Вдруг она повернула голову.
На безлюдной улице раздалось цоканье подков с звонким срывающимся лязгом железа о булыжник. Серый конь в яблоках, покрытый синей сеткой с кисточками по борту, рысисто выбрасывая ноги, мчал пролётку на дутых шинах, и по-летнему в белый кафтан одетый извозчик, вытянув вперёд руки, потрясывал дрожащими синими вожжами с помпонами посредине. Он осадил лошадь у самого крыльца, перед девочкой, и с пролётки не спеша сошли двое седоков.
На первом была надета чёрная накидка, застёгнутая на золотую цепочку, которую держали в пастях две львиные головы, мягкая чёрная шляпа с отливом вороного пера, и сам он казался тоже чёрным — смуглый, с подстриженными смоляными усами. Второй легко нёс на себе светлое, цветом похожее на горох, широкое ворсистое пальто, песочную шляпу с сиреневатой лентой, и лицо его, чуть рыхлое, но молодое, холёное, довольное, было словно подкрашено пастелью и тоже легко и пышно, как пальто и шляпа.
— Ну вот, — маслянистым басом сказал человек в накидке, — это он и есть.
Они закинули головы и прочитали жестяную ржавую вывеску, висевшую над крыльцом: «Ночлежный дом». Они медленно оглядели фасад двухэтажного здания, рябую от дождей штукатурку, стекла окон с нефтяным отливом, кое-где склеенные замазкой, козырёк обвисшей крыши с изломанным водостоком.
— Ты что же, нянька, смотришь, — видимо строго сказал человек в пальто, — посинел младенец-то, надорвётся.
— Нет, — ответила девочка, — он визгун, мой братик. Он, как мама разродилась, так он и визжит. Меня с ним на улицу выгоняют, а то он всем надоел.
— Где же твоя мама?
Человек в пальто помигал, как будто у него закололо глаза, дёрнул легонько девочку за косицу, спросил:
— Кто это тебе ленту подарил?
— Мама. У неё много. Она насобирает тряпок по дворам и наделает ленток разных.
— Зачем?
— А чепчики шить. Она чепчики шьёт и торгует на Пешке.
— Как тебя зовут?
— Меня Аночкой.
— Кто у тебя отец, Аночка?
— Крючник на пристани. А вы — господа?
Господа переглянулись, и чёрный, распахивая накидку, сказал своим необычайным, маслянистым голосом:
— Славная какая девчоночка, прелесть.
Он похлопал её кончиками пальцев по щеке.
— Где же твой отец сейчас, на пристани или дома?
— У нас дома нет. Он тут, в ночлежке.
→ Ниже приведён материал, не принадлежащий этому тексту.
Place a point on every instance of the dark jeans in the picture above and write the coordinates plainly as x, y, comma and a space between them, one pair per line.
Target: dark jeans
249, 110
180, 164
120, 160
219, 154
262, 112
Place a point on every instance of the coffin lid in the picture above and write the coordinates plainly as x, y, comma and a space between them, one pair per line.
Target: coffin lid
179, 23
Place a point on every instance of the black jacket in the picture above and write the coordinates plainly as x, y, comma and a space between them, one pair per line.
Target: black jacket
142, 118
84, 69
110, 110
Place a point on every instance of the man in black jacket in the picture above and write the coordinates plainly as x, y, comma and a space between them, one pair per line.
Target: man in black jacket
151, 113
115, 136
Он с похмелья.
— Пожалуй, начнём с этого, Александр, — сказал человек в накидке. — Проводи нас, Аночка, к папе с мамой.
И он первый, поводя из стороны в сторону развевающейся накидкой, вошёл в ночлежку, а за ним вбежала с ребёнком Аночка и двинулся холёный человек в пальто.
Извозчик по-лошадиному раскосо взглянул на них, приподнял зад, вынул из-под подушки козёл хвост конского волоса на короткой ручке, спрыгнул наземь, заткнул полы кафтана за пояс и принялся хозяйски обмахивать хвостом запылившиеся крылья пролётки.
2
Молодой, уже известный драматург Александр Пастухов приехал в конце зимы 1910 года на родину, в Саратов, получать наследство по смерти отца, зажился и сдружился с актёром городского театра Егором Павловичем Цветухиным.
Наследства, говоря точно, не было никакого. Отец Пастухова, заметный в городе человек, жил довольно бессмысленно, тыкаясь во все направления в поисках заработка, числился то по службе эксплуатации на железной дороге, то по службе тяги, пробовал издавать дешёвую газету и даже выставлял свою кандидатуру во Вторую Государственную думу по списку кадетов, но все проваливался, и только одно хорошо делал — носил дворянскую фуражку с красным околышем да все перезакладывал, вплоть до старинного кабинета, когда-то вывезенного из поместья в город. Вот ради этого кабинета и прилетел Александр Пастухов на отцовское гнездовище и поселился на старой квартире, откуда прежние годы ходил в реальное училище.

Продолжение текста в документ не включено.